Commonwealth v. Baker, supra at 112-15. As in the other cases on which defendants rely, the victim in Baker provided sufficient provocation to merit an instruction on reasonable provocation.
In light of the foregoing, and viewed in the light most favorable to the defendants, the evidence in this case did not allow an inference that a reasonable person would have become sufficiently provoked by Love's conduct such that a voluntary manslaughter instruction based on reasonable provocation was warranted.
As the defendants were not physically attacked and neither defendant took the opportunity to avoid combat, the evidence also did not warrant a manslaughter instruction based on sudden combat, e.g., Commonwealth v. Pasteur, 66 Mass.App.Ct. 812, 822 (2006), and cases cited, or on excessive force in self-defense, e.g., Commonwealth v. Berry, 431 Mass. 326, 335 (2000), and cases cited. The defendants do not argue otherwise.
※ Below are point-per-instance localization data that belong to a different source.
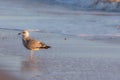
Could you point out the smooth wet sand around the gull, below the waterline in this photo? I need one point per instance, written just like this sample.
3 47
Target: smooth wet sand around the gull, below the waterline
70 58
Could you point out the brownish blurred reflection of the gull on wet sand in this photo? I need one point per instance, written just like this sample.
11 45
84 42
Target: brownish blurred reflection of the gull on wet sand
30 67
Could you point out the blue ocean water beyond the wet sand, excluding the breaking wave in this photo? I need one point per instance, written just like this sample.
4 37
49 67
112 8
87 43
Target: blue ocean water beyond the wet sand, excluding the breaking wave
51 17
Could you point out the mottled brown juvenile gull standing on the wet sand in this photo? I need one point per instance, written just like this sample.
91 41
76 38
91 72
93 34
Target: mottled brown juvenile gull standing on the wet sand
32 44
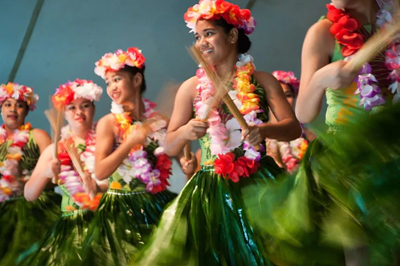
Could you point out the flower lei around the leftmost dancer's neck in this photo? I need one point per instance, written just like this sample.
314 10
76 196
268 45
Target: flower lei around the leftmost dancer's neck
10 182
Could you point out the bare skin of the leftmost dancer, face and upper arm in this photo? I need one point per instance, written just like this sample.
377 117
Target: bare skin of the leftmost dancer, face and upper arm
13 113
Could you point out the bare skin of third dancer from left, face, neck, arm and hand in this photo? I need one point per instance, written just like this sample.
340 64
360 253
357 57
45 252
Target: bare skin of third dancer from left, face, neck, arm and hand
124 89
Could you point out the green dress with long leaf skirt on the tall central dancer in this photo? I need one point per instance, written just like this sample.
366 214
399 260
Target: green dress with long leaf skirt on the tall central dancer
207 223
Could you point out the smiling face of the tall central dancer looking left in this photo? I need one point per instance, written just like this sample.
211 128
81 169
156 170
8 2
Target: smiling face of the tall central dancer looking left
213 42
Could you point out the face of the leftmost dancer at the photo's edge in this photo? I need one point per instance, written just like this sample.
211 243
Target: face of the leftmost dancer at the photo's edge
14 113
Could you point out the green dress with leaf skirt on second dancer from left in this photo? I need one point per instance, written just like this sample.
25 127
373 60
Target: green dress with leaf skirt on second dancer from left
62 245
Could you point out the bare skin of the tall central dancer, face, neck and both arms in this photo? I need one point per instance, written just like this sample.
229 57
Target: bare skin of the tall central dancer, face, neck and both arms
220 51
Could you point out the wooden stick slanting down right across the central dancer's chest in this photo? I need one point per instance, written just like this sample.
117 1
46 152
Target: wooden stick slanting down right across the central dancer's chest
221 86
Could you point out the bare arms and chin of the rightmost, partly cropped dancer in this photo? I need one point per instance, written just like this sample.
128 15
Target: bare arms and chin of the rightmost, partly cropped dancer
317 73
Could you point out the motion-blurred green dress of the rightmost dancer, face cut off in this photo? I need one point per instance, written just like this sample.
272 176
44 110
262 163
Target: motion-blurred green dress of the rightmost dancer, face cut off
345 194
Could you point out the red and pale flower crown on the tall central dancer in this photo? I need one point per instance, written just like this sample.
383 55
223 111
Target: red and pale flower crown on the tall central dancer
215 9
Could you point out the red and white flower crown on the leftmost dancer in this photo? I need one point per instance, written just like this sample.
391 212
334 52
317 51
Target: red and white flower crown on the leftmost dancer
20 93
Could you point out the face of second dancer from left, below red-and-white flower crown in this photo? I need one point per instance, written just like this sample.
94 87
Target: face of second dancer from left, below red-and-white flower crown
79 113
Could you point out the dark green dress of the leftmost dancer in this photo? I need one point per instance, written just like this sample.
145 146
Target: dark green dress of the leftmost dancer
23 223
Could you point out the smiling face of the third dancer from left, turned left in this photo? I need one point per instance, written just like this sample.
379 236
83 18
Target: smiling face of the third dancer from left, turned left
122 87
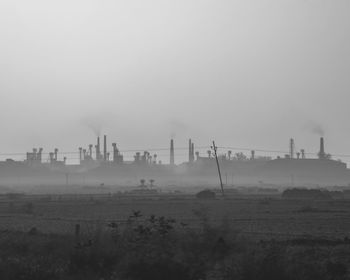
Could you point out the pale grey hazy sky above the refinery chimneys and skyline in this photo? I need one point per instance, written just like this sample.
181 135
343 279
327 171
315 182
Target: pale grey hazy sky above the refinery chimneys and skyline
249 73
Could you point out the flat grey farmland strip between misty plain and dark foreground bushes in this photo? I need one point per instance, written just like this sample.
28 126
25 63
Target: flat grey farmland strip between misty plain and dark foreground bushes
253 216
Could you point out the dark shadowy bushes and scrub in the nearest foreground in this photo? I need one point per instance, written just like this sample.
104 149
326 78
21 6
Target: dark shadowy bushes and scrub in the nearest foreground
155 247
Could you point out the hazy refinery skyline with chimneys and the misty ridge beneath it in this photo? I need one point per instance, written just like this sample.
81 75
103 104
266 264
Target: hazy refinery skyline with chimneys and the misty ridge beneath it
100 165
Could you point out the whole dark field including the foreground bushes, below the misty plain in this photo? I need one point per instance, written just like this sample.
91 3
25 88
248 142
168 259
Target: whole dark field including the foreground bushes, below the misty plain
172 236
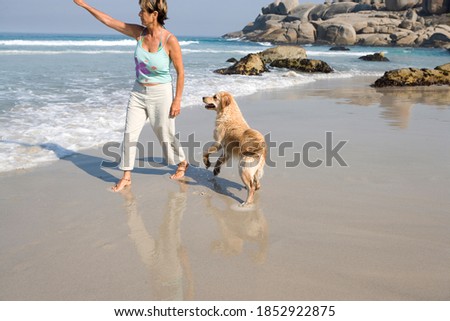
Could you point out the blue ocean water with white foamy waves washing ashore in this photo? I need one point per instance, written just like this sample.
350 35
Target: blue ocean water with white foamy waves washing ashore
60 94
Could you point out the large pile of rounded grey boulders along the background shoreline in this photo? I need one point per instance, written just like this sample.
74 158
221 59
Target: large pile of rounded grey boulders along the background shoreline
350 23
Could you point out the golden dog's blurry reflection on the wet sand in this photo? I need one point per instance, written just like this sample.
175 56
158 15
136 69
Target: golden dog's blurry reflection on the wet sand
238 226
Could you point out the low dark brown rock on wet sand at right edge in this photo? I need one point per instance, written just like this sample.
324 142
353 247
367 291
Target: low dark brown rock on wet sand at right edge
415 77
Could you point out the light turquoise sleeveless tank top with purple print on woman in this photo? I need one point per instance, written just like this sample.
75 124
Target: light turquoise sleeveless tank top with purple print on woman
152 67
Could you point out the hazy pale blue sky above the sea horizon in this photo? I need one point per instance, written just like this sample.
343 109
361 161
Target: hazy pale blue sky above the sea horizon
186 17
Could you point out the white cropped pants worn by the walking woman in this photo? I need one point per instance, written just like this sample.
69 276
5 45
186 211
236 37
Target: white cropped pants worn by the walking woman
152 103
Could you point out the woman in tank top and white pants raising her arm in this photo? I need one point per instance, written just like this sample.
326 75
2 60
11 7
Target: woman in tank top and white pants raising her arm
152 94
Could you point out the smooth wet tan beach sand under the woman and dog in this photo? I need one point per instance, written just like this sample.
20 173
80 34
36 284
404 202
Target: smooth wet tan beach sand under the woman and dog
376 229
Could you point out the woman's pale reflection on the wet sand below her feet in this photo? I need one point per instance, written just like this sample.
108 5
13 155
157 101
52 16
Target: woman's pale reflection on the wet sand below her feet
165 256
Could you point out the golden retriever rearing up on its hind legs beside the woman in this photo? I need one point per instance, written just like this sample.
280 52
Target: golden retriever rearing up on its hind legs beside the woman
235 138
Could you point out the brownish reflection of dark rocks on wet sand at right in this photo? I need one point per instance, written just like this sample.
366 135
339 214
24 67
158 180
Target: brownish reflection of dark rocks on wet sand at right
396 103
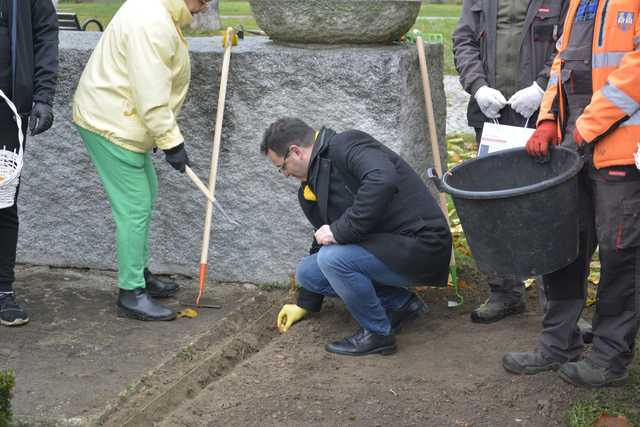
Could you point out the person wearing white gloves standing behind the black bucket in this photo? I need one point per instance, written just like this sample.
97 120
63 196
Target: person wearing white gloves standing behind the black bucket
499 49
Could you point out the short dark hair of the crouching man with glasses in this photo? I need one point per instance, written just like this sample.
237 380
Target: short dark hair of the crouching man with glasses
285 132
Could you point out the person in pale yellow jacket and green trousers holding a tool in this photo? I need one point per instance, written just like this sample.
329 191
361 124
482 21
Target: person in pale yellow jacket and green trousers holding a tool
126 104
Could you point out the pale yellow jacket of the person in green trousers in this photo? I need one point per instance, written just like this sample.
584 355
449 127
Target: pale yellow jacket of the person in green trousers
137 77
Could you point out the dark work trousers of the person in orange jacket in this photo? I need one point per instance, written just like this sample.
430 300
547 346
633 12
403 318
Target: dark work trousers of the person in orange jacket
615 195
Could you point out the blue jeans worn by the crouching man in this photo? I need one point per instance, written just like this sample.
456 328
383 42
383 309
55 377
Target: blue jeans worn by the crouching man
364 283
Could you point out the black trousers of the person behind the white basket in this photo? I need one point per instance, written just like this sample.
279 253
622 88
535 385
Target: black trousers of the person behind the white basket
9 216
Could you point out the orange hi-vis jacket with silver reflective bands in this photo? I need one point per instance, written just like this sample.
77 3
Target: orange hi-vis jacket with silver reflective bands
612 118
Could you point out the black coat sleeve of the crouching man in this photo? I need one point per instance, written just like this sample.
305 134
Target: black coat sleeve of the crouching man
376 174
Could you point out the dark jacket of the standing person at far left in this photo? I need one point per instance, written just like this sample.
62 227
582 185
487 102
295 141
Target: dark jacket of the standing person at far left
35 54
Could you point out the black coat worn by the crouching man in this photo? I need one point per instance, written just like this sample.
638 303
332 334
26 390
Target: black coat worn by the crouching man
371 197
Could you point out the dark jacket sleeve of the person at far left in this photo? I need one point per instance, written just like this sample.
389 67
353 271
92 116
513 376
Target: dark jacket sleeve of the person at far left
44 24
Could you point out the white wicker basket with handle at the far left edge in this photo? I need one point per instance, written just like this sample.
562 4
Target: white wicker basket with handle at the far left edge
10 163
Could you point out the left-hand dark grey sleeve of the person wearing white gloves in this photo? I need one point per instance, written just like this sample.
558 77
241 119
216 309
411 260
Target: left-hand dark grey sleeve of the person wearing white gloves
467 54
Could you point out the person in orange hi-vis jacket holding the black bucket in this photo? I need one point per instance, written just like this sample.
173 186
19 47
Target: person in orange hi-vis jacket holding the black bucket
592 104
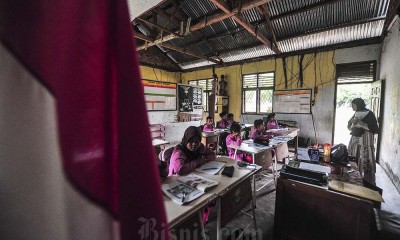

Because the evidence did not warrant a voluntary manslaughter instruction, the so-called "Acevedo errors" made at the defendants' trial did not prejudice the defendants. Commonwealth v. Simpson, 434 Mass. 570, 589-90 (2001); cf. Randolph, 438 Mass. at 299 ("A burden-shifting error in a provocation instruction is prejudicial if the defendant was entitled to such a charge . . ."). Accordingly, the erroneous instructions did not create a substantial risk of a miscarriage of justice for either McAfee or Elliot, see Randolph, 438 Mass. at 298 (stating that only where error prejudices defendant can it create a substantial risk of a miscarriage of justice), and neither McAfee's trial nor appellate counsel rendered constitutionally ineffective assistance, see id. at 296.
For the reasons stated above, defendant Michael McAfee's Motion for New Trial is DENIED, and defendant Ronny Elliot's Motion for New Trial is DENIED.